A tessere le trame nell’area è l’ex potenza coloniale. Parigi non può permettersi il lusso di scendere in campo direttamente con la propria armée, sia per evitare accuse di neo-imperialismo – Hollande ha più volte preso le distanze dal concetto di Françafrique – sia per non mettere a rischio le vite dei propri ostaggi, tuttora in mano ad Aqmi. Non resta che affidarsi alle organizzazioni regionali, in primo luogo alla Comunità Economica degli Stati dell’Africa occidentale (Ecowas), che ha deciso di dispiegare una forza di circa 3.300 soldati.
Che l’intervento sia «materia di settimane, non di mesi», come ha detto esplicitamente il ministro transalpino della Difesa, Jean-Yves le Drian, si è capito da vari segnali. L’ultimo, in ordine di tempo, è stata la decisione, da parte di Parigi, di inviare in Niger, entro la fine dell’anno, i droni Male Harfang rientrati dall’Afghanistan, in modo da sorvegliare la zona. Ma sono soprattutto i movimenti di truppe e di materiale bellico a mostrare che il countdown è partito.

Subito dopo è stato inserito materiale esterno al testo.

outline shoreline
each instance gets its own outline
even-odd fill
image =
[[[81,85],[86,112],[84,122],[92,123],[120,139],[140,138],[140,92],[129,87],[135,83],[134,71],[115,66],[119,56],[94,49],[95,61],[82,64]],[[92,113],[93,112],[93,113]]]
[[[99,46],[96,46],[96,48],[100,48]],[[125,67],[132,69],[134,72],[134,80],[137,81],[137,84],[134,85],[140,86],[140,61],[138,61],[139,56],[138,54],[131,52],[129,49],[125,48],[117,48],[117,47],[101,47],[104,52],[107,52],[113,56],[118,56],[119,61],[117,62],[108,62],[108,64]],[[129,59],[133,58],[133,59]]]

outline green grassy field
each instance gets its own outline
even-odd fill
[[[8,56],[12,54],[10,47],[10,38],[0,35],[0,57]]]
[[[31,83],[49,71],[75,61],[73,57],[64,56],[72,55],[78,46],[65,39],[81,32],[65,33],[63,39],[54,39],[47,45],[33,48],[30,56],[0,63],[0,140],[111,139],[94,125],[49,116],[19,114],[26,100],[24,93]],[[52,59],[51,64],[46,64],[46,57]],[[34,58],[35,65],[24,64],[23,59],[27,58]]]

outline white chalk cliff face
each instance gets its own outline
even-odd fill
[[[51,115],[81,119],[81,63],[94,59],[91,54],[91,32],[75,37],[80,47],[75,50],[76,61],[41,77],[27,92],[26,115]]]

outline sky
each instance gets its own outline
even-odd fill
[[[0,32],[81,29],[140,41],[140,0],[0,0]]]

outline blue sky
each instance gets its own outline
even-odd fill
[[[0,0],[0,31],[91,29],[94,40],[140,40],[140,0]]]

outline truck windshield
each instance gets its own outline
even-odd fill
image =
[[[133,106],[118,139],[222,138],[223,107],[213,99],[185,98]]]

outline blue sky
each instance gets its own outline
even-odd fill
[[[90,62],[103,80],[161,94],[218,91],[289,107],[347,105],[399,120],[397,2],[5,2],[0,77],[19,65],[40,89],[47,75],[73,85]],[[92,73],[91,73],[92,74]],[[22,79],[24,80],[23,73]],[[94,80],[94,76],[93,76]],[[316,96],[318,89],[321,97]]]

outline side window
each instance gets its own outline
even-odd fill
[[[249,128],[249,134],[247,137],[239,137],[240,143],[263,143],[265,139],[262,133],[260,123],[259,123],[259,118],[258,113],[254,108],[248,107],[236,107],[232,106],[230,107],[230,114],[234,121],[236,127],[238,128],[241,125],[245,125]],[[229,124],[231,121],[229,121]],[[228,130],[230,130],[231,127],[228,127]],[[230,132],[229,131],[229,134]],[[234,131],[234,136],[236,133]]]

Secondo il quotidiano algerino El-Khabar, il piano d’azione sarebbe stato già definito e prevederebbe l’immediata occupazione militare delle principali città e delle aree residenziali del Nord Mali, da parte di un contingente africano armato dai francesi. Una volta conquistate le roccaforti jihadiste, si provvederebbe poi a smantellare l’intera rete fondamentalista.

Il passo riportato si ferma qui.